In deze preek over Romeinen 3:1–4 wordt stilgestaan bij het voorrecht en de verantwoordelijkheid die Israël ontving doordat God hun Zijn woorden heeft toevertrouwd. Paulus laat zien dat het Jood-zijn op zichzelf geen garantie is voor rechtvaardigheid, maar dat het ontvangen van Gods openbaring een grote verantwoordelijkheid met zich meebrengt. Hij weerlegt de gedachte dat Israëls ontrouw Gods trouw zou tenietdoen en benadrukt dat God altijd waarachtig is, zelfs als ieder mens een leugenaar blijkt. De preek onderstreept de betrouwbaarheid en heiligheid van Gods Woord en roept op tot eerbiedig, gehoorzaam en volhardend leven uit dat Woord.
Kernpunten van de preek
- Het grote voorrecht van de Jood is dat hem de woorden van God zijn toevertrouwd.
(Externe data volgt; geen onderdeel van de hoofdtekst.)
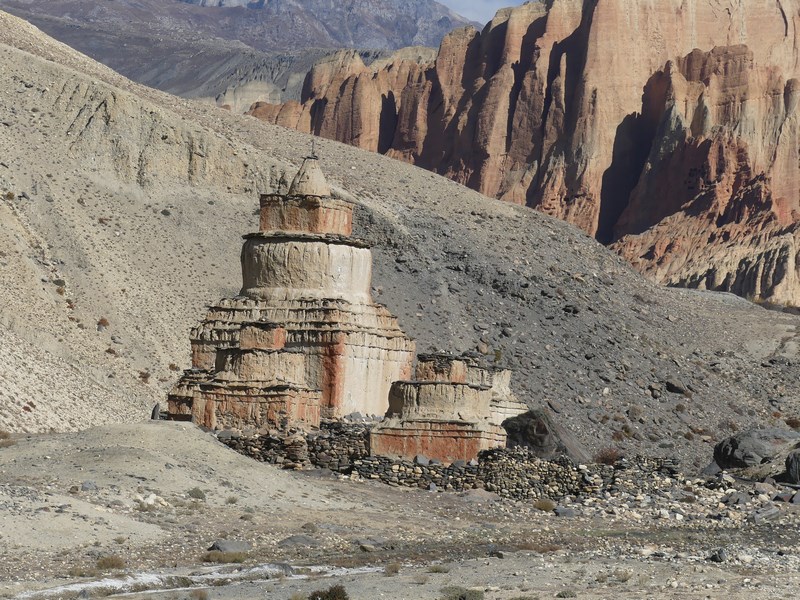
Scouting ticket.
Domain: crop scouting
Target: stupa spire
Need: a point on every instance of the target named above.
(310, 180)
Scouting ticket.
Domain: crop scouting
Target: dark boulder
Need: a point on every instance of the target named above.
(754, 447)
(538, 431)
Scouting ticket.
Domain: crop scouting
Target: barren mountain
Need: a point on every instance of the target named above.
(668, 128)
(123, 214)
(232, 55)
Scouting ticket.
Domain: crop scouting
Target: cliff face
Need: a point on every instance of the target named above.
(616, 116)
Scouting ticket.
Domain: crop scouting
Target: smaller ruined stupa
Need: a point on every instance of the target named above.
(454, 409)
(304, 339)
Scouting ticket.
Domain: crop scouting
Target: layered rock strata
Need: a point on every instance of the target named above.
(304, 339)
(453, 410)
(672, 120)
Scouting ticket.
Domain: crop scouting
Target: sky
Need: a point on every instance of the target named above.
(479, 10)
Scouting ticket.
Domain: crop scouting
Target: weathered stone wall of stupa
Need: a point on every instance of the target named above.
(304, 338)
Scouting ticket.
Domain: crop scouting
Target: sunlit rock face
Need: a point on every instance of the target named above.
(668, 128)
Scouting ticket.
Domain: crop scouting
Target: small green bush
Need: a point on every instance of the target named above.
(336, 592)
(607, 456)
(454, 592)
(196, 493)
(438, 569)
(112, 561)
(545, 505)
(225, 558)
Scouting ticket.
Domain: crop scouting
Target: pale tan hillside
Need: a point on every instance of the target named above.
(134, 202)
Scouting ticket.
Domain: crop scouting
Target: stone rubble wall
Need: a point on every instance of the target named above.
(514, 473)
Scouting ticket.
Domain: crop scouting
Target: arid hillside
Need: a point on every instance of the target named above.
(668, 129)
(232, 54)
(123, 210)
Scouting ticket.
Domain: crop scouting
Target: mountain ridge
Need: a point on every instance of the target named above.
(561, 107)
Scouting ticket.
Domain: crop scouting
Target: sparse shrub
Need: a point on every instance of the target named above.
(607, 456)
(5, 439)
(540, 548)
(82, 572)
(454, 592)
(196, 493)
(438, 569)
(224, 558)
(623, 576)
(112, 561)
(336, 592)
(544, 505)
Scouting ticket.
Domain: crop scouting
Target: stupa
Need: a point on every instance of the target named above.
(453, 409)
(304, 338)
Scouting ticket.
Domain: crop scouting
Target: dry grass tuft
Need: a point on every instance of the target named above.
(607, 456)
(110, 562)
(224, 558)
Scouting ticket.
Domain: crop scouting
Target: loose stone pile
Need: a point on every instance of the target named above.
(634, 490)
(344, 448)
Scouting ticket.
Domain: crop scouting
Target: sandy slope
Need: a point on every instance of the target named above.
(135, 201)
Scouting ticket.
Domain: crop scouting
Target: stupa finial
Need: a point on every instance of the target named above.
(309, 180)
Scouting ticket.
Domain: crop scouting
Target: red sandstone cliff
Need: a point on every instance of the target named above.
(669, 128)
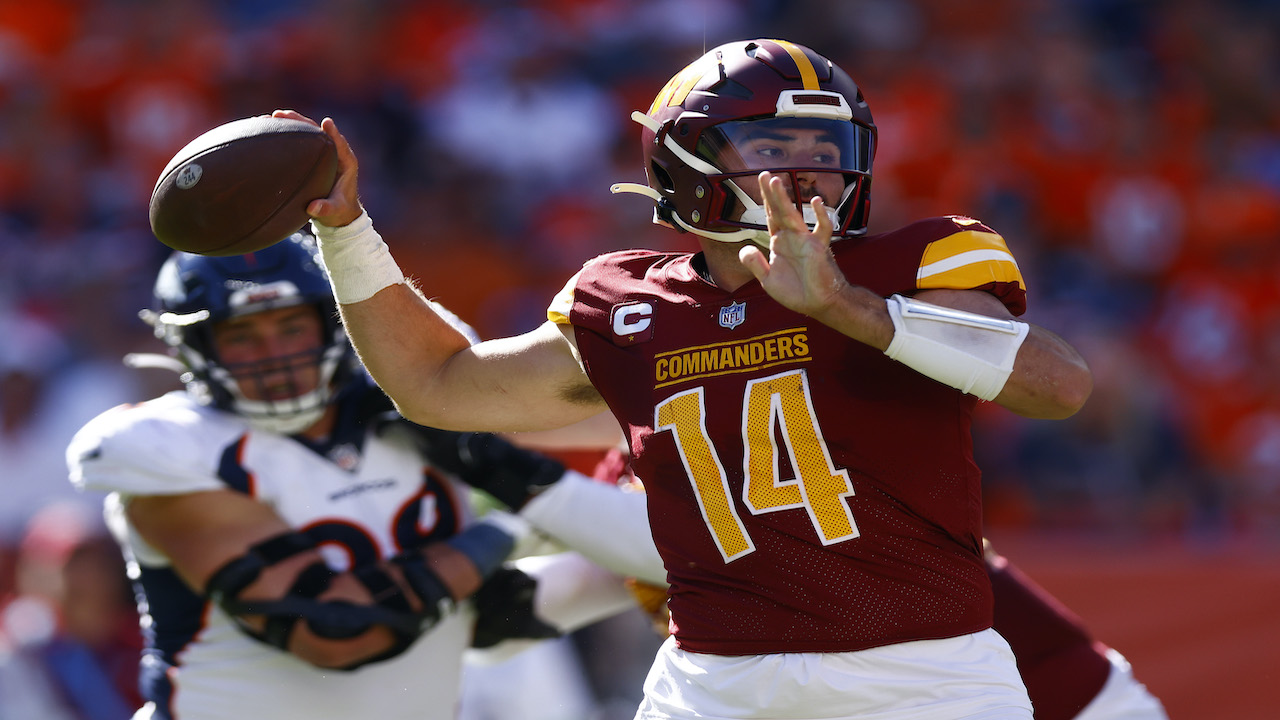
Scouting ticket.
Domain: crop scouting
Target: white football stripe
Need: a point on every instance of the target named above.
(970, 258)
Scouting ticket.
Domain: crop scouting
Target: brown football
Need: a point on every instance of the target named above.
(242, 186)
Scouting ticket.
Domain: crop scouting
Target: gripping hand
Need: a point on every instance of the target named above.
(504, 610)
(489, 463)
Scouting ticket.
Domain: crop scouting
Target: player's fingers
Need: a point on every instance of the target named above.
(347, 162)
(754, 260)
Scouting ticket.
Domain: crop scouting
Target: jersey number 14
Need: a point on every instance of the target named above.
(780, 402)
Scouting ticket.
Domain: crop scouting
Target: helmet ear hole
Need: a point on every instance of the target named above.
(662, 177)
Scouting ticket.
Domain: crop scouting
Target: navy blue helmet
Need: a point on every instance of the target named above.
(193, 292)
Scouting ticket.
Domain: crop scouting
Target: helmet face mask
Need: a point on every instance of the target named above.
(199, 297)
(750, 106)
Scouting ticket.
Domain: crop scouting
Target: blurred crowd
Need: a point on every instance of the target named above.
(1128, 150)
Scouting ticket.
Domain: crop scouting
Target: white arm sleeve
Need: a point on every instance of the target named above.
(968, 351)
(600, 520)
(356, 259)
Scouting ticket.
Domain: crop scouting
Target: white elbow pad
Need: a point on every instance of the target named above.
(968, 351)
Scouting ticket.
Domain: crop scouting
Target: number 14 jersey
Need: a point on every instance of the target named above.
(807, 493)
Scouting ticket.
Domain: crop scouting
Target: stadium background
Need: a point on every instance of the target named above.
(1128, 150)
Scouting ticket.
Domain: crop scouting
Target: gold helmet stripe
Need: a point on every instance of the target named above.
(808, 74)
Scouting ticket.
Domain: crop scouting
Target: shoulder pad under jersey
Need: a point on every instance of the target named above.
(965, 254)
(165, 446)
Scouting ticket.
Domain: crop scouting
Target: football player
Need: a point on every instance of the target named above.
(799, 409)
(300, 550)
(1069, 674)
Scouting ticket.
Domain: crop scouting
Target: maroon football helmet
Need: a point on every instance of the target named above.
(750, 106)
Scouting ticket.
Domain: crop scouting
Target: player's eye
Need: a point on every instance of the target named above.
(826, 158)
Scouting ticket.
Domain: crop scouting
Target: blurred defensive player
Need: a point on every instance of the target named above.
(300, 550)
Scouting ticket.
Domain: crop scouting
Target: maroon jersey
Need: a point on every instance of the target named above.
(1063, 666)
(805, 492)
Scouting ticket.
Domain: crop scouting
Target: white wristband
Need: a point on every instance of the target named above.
(356, 259)
(968, 351)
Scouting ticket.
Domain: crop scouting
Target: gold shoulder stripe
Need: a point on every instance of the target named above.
(808, 74)
(968, 259)
(563, 301)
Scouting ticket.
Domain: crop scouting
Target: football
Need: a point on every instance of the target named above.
(242, 186)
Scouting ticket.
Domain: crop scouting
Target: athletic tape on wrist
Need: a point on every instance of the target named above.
(356, 259)
(968, 351)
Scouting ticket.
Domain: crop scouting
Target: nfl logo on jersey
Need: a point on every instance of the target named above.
(734, 315)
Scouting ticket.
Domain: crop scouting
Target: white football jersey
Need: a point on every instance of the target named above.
(364, 497)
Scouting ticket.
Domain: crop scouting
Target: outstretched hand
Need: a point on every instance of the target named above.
(342, 206)
(799, 270)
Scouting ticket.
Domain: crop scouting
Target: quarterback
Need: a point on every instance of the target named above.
(798, 409)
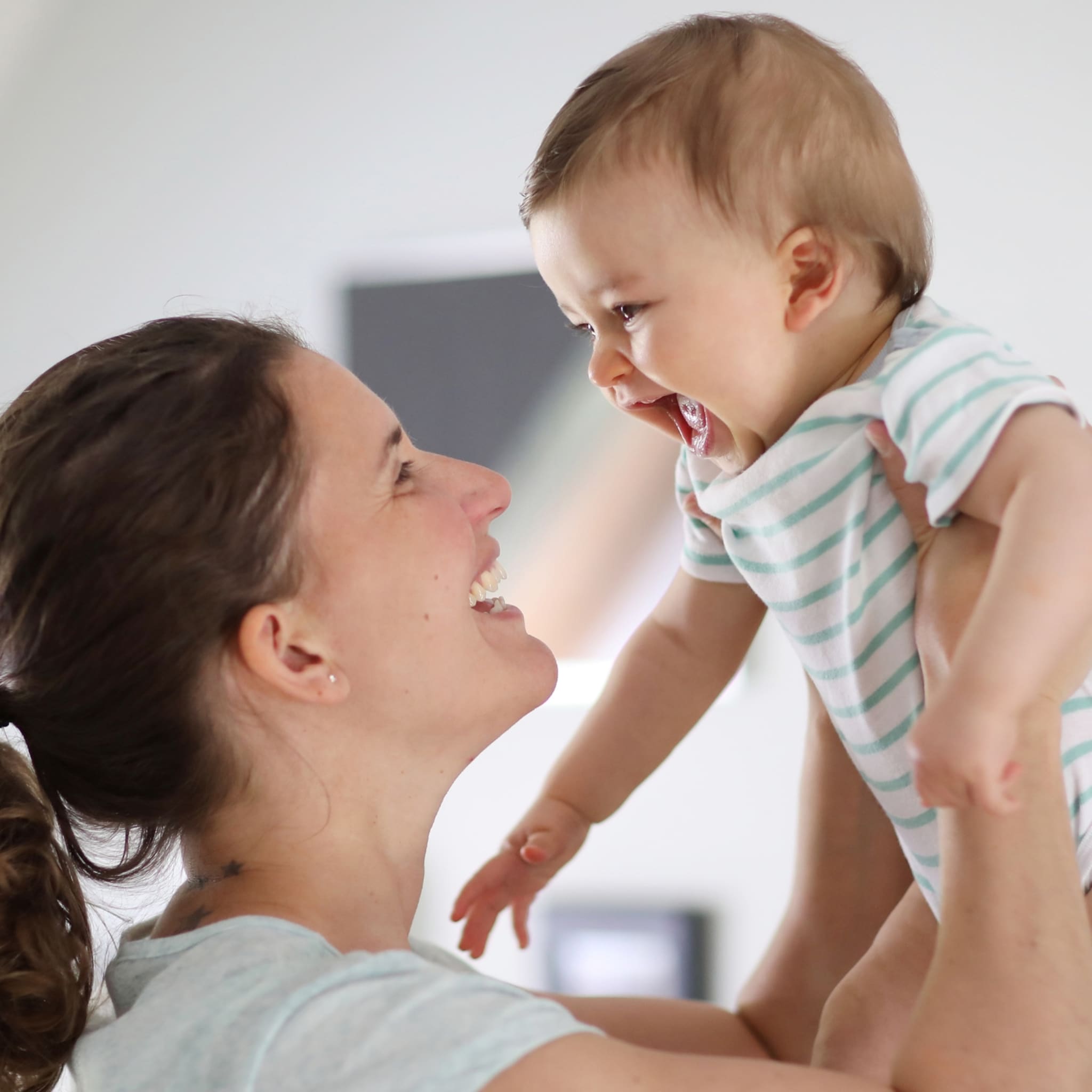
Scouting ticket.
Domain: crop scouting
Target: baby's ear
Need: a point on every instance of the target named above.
(813, 274)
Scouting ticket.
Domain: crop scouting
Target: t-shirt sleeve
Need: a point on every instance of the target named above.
(415, 1028)
(703, 554)
(946, 402)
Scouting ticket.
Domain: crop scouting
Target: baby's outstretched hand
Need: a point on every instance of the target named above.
(544, 840)
(962, 754)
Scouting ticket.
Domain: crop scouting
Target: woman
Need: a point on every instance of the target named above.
(235, 609)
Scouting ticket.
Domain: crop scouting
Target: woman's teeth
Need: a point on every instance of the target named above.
(487, 582)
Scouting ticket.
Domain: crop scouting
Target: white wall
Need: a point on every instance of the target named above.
(158, 157)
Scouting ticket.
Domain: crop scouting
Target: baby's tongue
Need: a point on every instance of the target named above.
(697, 416)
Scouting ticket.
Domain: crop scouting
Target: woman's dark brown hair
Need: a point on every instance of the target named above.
(148, 486)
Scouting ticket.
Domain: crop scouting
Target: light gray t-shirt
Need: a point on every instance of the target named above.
(257, 1004)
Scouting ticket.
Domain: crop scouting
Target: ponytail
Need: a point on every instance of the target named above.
(46, 953)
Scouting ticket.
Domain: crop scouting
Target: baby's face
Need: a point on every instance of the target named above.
(686, 317)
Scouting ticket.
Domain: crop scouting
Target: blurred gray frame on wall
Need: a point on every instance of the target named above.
(467, 344)
(463, 363)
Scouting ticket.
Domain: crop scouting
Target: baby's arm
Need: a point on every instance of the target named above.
(1034, 613)
(668, 675)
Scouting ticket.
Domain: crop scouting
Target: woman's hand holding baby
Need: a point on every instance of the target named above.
(544, 841)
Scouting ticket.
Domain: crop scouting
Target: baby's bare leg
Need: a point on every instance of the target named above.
(866, 1018)
(1010, 987)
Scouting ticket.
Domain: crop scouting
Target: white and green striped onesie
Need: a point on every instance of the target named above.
(815, 530)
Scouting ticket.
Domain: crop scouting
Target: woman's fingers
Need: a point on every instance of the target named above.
(911, 497)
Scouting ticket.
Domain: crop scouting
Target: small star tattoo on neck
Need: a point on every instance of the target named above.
(200, 882)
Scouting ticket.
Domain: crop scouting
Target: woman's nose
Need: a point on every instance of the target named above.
(607, 366)
(484, 494)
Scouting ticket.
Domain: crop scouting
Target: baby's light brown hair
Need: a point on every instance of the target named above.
(774, 126)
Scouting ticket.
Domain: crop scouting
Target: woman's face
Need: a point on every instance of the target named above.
(392, 539)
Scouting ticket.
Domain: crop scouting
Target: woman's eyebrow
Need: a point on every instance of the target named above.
(392, 441)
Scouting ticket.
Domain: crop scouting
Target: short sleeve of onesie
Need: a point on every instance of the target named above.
(407, 1029)
(703, 553)
(947, 399)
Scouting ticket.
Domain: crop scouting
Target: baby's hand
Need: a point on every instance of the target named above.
(962, 754)
(544, 840)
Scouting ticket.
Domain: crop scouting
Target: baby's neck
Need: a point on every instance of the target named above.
(841, 348)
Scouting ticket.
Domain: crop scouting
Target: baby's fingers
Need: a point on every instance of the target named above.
(480, 923)
(492, 875)
(521, 908)
(540, 848)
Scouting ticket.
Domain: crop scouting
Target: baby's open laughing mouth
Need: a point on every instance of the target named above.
(692, 419)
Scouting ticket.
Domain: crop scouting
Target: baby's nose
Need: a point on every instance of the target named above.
(607, 367)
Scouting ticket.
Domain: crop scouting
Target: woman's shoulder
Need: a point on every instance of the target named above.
(262, 1003)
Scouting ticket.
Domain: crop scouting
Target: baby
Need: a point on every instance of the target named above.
(726, 211)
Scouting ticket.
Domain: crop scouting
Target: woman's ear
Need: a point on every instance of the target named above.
(277, 649)
(814, 274)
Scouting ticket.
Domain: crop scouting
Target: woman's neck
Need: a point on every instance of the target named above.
(351, 868)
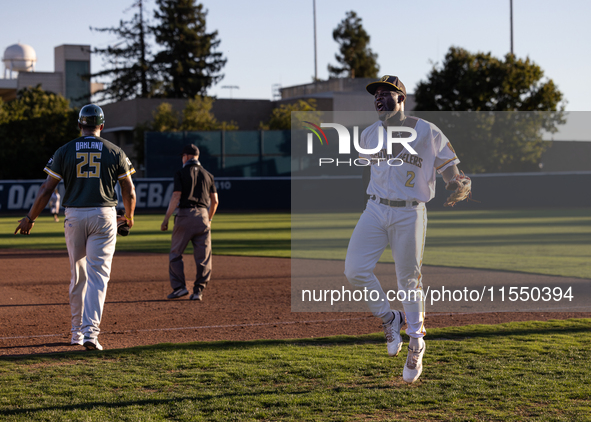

- Gods trouw wankelt nooit door menselijke ontrouw.
- Gelovigen moeten leren denken vanuit Gods Woord, niet vanuit menselijke maatstaven of gevoelens.
- Het bezit van de Schrift is een genadegave die ons roept tot verantwoordelijkheid en onderwerping.
- Niet vertrouwdheid met de Schrift redt, maar het vrezen van God en wandelen in Zijn waarheid.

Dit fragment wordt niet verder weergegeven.